# Ga Peach...



## Torpedo (Jan 23, 2006)

Come get this mean a$$ dempsey!  

His fins are 85% grown back and all of his scales are 100%. Hes ready for you!! 

i transferred them all to a 55g tank thinking the extra space would give him enough room to have his own space and he wouldnt be so violent... WRONG. he still follows the others around and picks fights. so hes back in isolation, again. i feel bad keeping him there and would rather see him find a good home. you're not going to be able to keep anything with him though. he attacks everything, big or small.


----------



## Georgia Peach (Sep 23, 2005)

wow, I hate it I missed this post! Didnt mean too not reply - It got lost, I guess... 

My mom is giving me her tank but its only a 20 gal.. and thats not gonna house a jack for sure.


----------



## Torpedo (Jan 23, 2006)

20g would be better than the 10g hes living in right now. its all i can do for him. hes too mean and too small to go in the big tanks. i dont want to take him back to the pet shop that let him get beat up in the first place. besides, their fish department hasnt made much progress since i went in there a month ago so he'd probably just get tore up again. if i dont find a home for him, the best he'll see is a 30g tank that i have some other fish in right now. theyre going to move to a 100g tank and i was planning on doing something colorful for the 30, but it might become a single jack tank.


----------



## Georgia Peach (Sep 23, 2005)

Tell ya what, let me get this tank and get it set up and if you still have him and are still wanting to give him away, Ill come get him. 

He could live in that for a couple of months until I can get something bigger.

How big is he now??


----------



## Torpedo (Jan 23, 2006)

mmmm... id say about 3", maybe a little more. still just a pup. 

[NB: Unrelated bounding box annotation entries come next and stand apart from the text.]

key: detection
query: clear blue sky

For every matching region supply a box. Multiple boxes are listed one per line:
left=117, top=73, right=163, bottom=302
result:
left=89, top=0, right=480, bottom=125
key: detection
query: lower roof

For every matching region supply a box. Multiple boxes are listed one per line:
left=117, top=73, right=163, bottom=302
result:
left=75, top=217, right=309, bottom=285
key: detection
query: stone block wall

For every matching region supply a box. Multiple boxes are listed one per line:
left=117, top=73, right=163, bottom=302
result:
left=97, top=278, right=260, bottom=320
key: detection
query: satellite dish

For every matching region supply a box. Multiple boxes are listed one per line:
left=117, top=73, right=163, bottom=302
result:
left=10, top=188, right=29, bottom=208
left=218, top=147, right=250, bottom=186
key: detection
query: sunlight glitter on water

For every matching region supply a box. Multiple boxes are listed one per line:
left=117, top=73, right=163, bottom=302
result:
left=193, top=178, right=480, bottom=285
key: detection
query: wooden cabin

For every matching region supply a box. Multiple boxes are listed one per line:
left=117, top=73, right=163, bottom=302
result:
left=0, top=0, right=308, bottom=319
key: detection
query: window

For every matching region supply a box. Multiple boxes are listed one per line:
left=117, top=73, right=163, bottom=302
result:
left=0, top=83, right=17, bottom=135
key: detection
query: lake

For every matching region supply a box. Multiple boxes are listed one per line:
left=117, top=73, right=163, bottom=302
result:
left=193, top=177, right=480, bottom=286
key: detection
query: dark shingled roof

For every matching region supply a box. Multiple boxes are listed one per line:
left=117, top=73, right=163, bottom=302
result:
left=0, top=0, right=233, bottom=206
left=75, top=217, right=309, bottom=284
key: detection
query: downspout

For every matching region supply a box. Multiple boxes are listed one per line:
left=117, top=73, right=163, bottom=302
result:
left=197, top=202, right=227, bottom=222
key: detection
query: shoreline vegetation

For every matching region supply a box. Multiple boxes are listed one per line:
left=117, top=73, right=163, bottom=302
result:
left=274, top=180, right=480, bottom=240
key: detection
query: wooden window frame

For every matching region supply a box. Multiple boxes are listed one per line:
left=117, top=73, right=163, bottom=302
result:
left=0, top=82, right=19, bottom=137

he's all healed up now and very active. Fins are completely grown back and youd never know he was barely alive just a month ago. ill try to get a picture for ya tonight.


----------



## Georgia Peach (Sep 23, 2005)

ok, cool.. hes still pretty small then.


----------



## Georgia Peach (Sep 23, 2005)

Updating you to let you know that Im going to pick up a tank tomorrow.. Hopefully I can take some water from an already cycled tank, and one of the cartridges from the filter and get the tank cycled pretty quickly.


----------



## Torpedo (Jan 23, 2006)

Sounds good, just let me know


----------



## Torpedo (Jan 23, 2006)

Here he is, all healed up and dining on some bloodworms. He doesnt stay still long, so its hard to get a good shot. especially with a cell phone! but he is VERY colorful in real life!


----------



## Georgia Peach (Sep 23, 2005)

oh, hes a beauty!! IM working on getting this tank cycled.. Hopefully I can get him next week! I dont know a thing about Warner Robins though so you may have to meet me someplace common.. LOL


----------



## Torpedo (Jan 23, 2006)

no problem. i can meet ya where ever.


----------



## Georgia Peach (Sep 23, 2005)

sent cha a PM


----------



## Georgia Peach (Sep 23, 2005)

Whats your schedule like on Thursday or Friday??


----------



## Torpedo (Jan 23, 2006)

wrote ya back... im going to the mountains this weekend. free all next week, though.


----------



## Georgia Peach (Sep 23, 2005)

were you feeding him anything besides bloodworms?? I cant get him to eat anything I have..


----------



## Torpedo (Jan 23, 2006)

he loooooooves bloodworms. but he also ate the Omega flakes that i feed all my fish as a staple. another of his favorites was the TetraCichlid small pellets. 

he may just be shy still.


----------



## Georgia Peach (Sep 23, 2005)

I guess he'll eat when he gets hungry enough.. LOL - he looks okay - fins are all spread and flared up!


----------